9. Pour rejeter l'exception de prescription soulevée par la prévenue, l'arrêt attaqué retient que l'action fiscale ayant le caractère d'une action publique son régime obéit à celui de cette dernière chaque fois qu'il n'y est pas dérogé, l'action publique et l'action fiscale se prescrivant en principe conformément au droit commun.
10. Après avoir indiqué que le délai de prescription est susceptible d'être interrompu par tout acte d'instruction ou de poursuite, il énonce que sont interruptifs de prescription les procès-verbaux de constat établis par l'administration des douanes dans la mesure où ils visent à établir l'existence d'une infraction et asseoir l'assiette des droits à recouvrer.
11. Les juges ajoutent qu'il en va ainsi également de tous les procès-verbaux portant saisies de documents et auditions de sachant dès lors qu'ils émanent d'agents compétents et qu'en application de ces principes, sont interruptifs de prescription les procès-verbaux d'intervention, d'audition et de réception de documents qui ont été notifiés et remis en copie au cours du contrôle.
12. Ils en déduisent qu'en l'espèce le procès-verbal du 23 juin 2011 d'audition et d'intervention qui constate la remise par le prévenu de différents documents permettant l'exercice du contrôle est un acte interruptif de prescription et que par suite la période de prévention qui sera examinée pour statuer sur l'éventuelle culpabilité de la prévenue concernera bien les années 2008, 2009, 2010 et 2011.
13. En statuant ainsi la cour d'appel a méconnu le texte précité et le principe susvisé.
14. En effet, le procès-verbal d'intervention établi par les agents des services des douanes, qui ne constatait aucune infraction, ni ne relatait aucun acte d'enquête portant sur une infraction préalablement révélée, n'était pas interruptif de prescription.

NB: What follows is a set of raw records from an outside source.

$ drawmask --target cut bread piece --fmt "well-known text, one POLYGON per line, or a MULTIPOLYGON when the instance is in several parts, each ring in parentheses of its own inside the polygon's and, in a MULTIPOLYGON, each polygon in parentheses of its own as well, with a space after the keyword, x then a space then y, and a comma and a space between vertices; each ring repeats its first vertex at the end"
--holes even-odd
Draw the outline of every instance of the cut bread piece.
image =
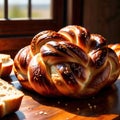
POLYGON ((13 59, 8 54, 0 54, 0 61, 2 62, 0 76, 8 76, 12 71, 13 59))
POLYGON ((17 111, 23 96, 22 91, 0 78, 0 118, 17 111))

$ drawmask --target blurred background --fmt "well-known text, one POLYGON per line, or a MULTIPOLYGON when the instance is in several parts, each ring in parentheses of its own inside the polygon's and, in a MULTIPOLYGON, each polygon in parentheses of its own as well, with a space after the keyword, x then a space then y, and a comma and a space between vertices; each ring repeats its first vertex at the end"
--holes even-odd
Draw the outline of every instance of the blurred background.
POLYGON ((38 32, 71 24, 120 42, 120 1, 0 0, 0 52, 14 57, 38 32))

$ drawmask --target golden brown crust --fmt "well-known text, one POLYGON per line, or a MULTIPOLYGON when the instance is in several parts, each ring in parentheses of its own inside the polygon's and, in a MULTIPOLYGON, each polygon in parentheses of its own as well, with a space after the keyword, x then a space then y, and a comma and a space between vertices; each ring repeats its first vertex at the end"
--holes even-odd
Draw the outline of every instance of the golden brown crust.
POLYGON ((120 63, 120 43, 109 44, 108 47, 113 49, 116 52, 119 59, 119 63, 120 63))
POLYGON ((10 75, 13 67, 13 59, 8 54, 0 54, 0 76, 10 75))
POLYGON ((44 96, 94 95, 119 76, 118 57, 107 47, 106 39, 81 26, 40 32, 29 48, 23 49, 28 49, 23 57, 31 54, 31 58, 27 61, 19 52, 14 62, 16 71, 44 96), (25 72, 19 59, 27 63, 25 72))
POLYGON ((19 109, 24 94, 0 79, 0 118, 19 109))

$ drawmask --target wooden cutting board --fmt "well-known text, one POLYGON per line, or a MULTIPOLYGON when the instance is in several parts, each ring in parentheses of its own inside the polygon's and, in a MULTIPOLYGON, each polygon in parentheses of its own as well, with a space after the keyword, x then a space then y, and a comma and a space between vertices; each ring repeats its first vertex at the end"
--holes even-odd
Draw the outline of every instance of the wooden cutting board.
POLYGON ((20 109, 2 120, 119 120, 120 79, 88 99, 46 98, 21 87, 14 75, 3 78, 25 94, 20 109))

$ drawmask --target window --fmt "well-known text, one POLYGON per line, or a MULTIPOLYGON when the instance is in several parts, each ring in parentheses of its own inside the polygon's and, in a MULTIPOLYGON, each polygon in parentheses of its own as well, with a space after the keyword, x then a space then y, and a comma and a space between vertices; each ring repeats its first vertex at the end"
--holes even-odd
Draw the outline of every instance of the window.
MULTIPOLYGON (((55 30, 59 29, 63 24, 63 5, 64 5, 63 1, 64 0, 50 0, 51 17, 50 18, 43 17, 42 19, 38 19, 38 18, 35 19, 35 15, 33 14, 35 12, 34 10, 35 2, 32 2, 32 1, 35 1, 35 0, 22 0, 22 1, 28 1, 28 8, 29 8, 28 18, 29 19, 10 19, 12 15, 8 11, 9 9, 12 9, 11 8, 12 0, 3 0, 3 1, 5 2, 5 5, 4 5, 5 19, 0 20, 0 37, 14 36, 14 35, 33 35, 38 33, 40 30, 44 30, 44 29, 55 29, 55 30), (33 5, 32 12, 30 7, 31 5, 29 4, 33 5), (32 16, 34 19, 31 19, 32 16)), ((27 4, 27 3, 24 2, 24 4, 27 4)))
POLYGON ((22 18, 11 15, 12 1, 16 0, 0 1, 2 1, 0 2, 2 6, 0 7, 2 13, 0 14, 0 52, 10 53, 12 57, 19 49, 30 44, 33 36, 38 32, 47 29, 59 30, 63 26, 64 0, 47 0, 50 11, 46 14, 49 15, 42 18, 39 18, 38 13, 37 16, 35 15, 35 5, 38 0, 20 0, 19 5, 23 2, 24 6, 27 6, 24 8, 22 18))

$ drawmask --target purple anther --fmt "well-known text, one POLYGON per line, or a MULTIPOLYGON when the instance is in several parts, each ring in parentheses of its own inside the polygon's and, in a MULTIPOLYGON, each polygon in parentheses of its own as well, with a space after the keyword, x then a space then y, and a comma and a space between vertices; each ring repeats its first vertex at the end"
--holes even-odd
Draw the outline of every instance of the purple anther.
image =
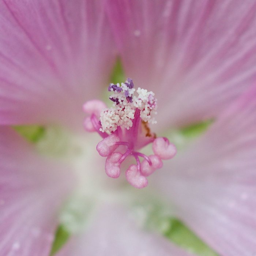
POLYGON ((129 88, 130 89, 133 88, 133 87, 134 87, 134 84, 132 82, 132 79, 128 78, 126 80, 128 83, 125 83, 127 86, 127 87, 129 88))
POLYGON ((114 102, 116 102, 117 104, 118 104, 119 103, 119 100, 118 99, 116 98, 110 98, 109 97, 109 99, 110 101, 112 101, 114 102))
POLYGON ((108 88, 109 91, 110 91, 111 89, 113 89, 114 91, 117 91, 118 93, 120 93, 123 90, 123 88, 121 87, 119 87, 116 84, 110 84, 108 88))

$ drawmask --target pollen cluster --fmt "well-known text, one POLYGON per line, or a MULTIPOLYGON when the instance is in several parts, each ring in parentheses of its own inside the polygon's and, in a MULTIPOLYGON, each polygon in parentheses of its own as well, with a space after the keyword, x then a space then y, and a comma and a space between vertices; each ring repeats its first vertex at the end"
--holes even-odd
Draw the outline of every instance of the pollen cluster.
POLYGON ((140 110, 140 117, 144 122, 157 123, 152 114, 157 114, 157 99, 152 91, 138 88, 136 91, 132 80, 127 78, 124 83, 111 83, 109 91, 113 92, 109 99, 113 102, 110 108, 102 110, 100 121, 102 128, 100 131, 114 132, 118 126, 129 129, 132 126, 136 109, 140 110))

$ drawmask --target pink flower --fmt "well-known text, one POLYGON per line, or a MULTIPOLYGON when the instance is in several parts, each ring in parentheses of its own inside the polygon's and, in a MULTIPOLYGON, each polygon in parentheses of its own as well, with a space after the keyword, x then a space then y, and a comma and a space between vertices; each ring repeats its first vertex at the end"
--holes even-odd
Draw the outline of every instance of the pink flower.
POLYGON ((249 0, 1 1, 0 256, 48 255, 60 223, 78 233, 59 255, 191 255, 140 228, 159 204, 220 255, 255 254, 256 12, 249 0), (107 177, 98 137, 81 129, 118 55, 155 93, 158 135, 215 119, 160 170, 144 157, 143 190, 119 155, 106 170, 120 177, 107 177), (31 124, 46 131, 32 145, 8 127, 31 124))

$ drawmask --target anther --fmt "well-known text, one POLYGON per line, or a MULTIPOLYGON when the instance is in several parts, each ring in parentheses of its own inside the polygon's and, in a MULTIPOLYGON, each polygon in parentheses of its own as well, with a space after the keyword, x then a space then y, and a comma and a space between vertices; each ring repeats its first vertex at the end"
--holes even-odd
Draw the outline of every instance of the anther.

15. La cassation est par conséquent encourue.
PAR CES MOTIFS, et sans qu'il y ait lieu d'examiner les autres moyens de cassation proposés, la Cour :
CASSE et ANNULE, en toutes ses dispositions, l'arrêt susvisé de la cour d'appel de Dijon, en date du 2 juillet 2020, et pour qu'il soit à nouveau jugé, conformément à la loi ;
RENVOIE la cause et les parties devant la cour d'appel de Dijon, autrement composée, à ce désignée par délibération spéciale prise en chambre du conseil ;
ORDONNE l'impression du présent arrêt, sa transcription sur les registres du greffe de la cour d'appel de Dijon, et sa mention en marge ou à la suite de l'arrêt annulé.
Ainsi fait et jugé par la Cour de cassation, chambre criminelle, et prononcé par le président le onze mai deux mille vingt-deux.